Why is it doing this? I have highlighted some of the obviously backup related messages just to save you from having to sift through all the lines. I don't know what half of this stuff means but I definitely don't like the sound of the word "Tainted" at
Jun 02 16:35:15.
The fact that it completes at all is an improvement over the previous state. I could speculate that the ZIL is fooling the NFS client into thinking that all of the backup's bits have been sent and therefore received by the NFS server. In actuality, the receiving server is still trying to get everything written to spindles. Eventually, everything is written to spindle and the NFS server will then agree to respond to the NFS client and the backup process can proceed with closing and unlocking the VM. It could be that if I forced synchronous writes I could get the backup to complete without errors but I bet it would take a long time. Something about NFS server is not willing to trust that the bits have all been committed to storage. I believe that ZFS by design is supposed to fool the kernel that the bits actually HAVE been committed but for some reason this isn't happening.

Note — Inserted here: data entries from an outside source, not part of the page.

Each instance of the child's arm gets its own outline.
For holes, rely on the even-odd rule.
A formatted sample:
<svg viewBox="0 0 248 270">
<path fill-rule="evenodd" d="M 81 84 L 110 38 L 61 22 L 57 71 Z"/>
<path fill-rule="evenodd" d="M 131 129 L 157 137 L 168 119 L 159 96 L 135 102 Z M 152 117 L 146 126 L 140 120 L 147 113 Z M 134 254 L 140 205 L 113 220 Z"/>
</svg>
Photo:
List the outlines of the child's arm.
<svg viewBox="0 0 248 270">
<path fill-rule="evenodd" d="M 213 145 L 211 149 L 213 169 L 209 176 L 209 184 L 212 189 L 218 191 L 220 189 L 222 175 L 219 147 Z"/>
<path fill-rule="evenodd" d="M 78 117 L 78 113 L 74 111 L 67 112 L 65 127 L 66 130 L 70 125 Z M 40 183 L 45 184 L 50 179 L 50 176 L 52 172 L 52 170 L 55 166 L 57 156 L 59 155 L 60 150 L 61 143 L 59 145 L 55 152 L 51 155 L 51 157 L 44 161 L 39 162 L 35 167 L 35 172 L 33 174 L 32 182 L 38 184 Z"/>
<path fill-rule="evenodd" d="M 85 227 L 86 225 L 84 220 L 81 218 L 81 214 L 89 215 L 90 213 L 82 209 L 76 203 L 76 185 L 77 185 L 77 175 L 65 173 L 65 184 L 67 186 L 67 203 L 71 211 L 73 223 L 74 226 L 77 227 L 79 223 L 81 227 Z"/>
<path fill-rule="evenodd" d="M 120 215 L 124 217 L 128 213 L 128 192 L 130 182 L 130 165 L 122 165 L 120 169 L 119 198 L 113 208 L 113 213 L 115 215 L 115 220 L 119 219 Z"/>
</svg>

I will experiment further by backing up to a faster SSD based pool. I have a feeling that I am still missing something. It seems like my zpool should be able to write a backup file of 91 GB in less than 21 minutes. That is only a rate of 74 MB/s. I could go that fast with 1 Gb Ethernet! I would expect my zpool to handle 200 MB/s for a bulk copy even without an SSD ZIL. I will post what I find out.
Any guidance is appreciated.
Sincerely,
GB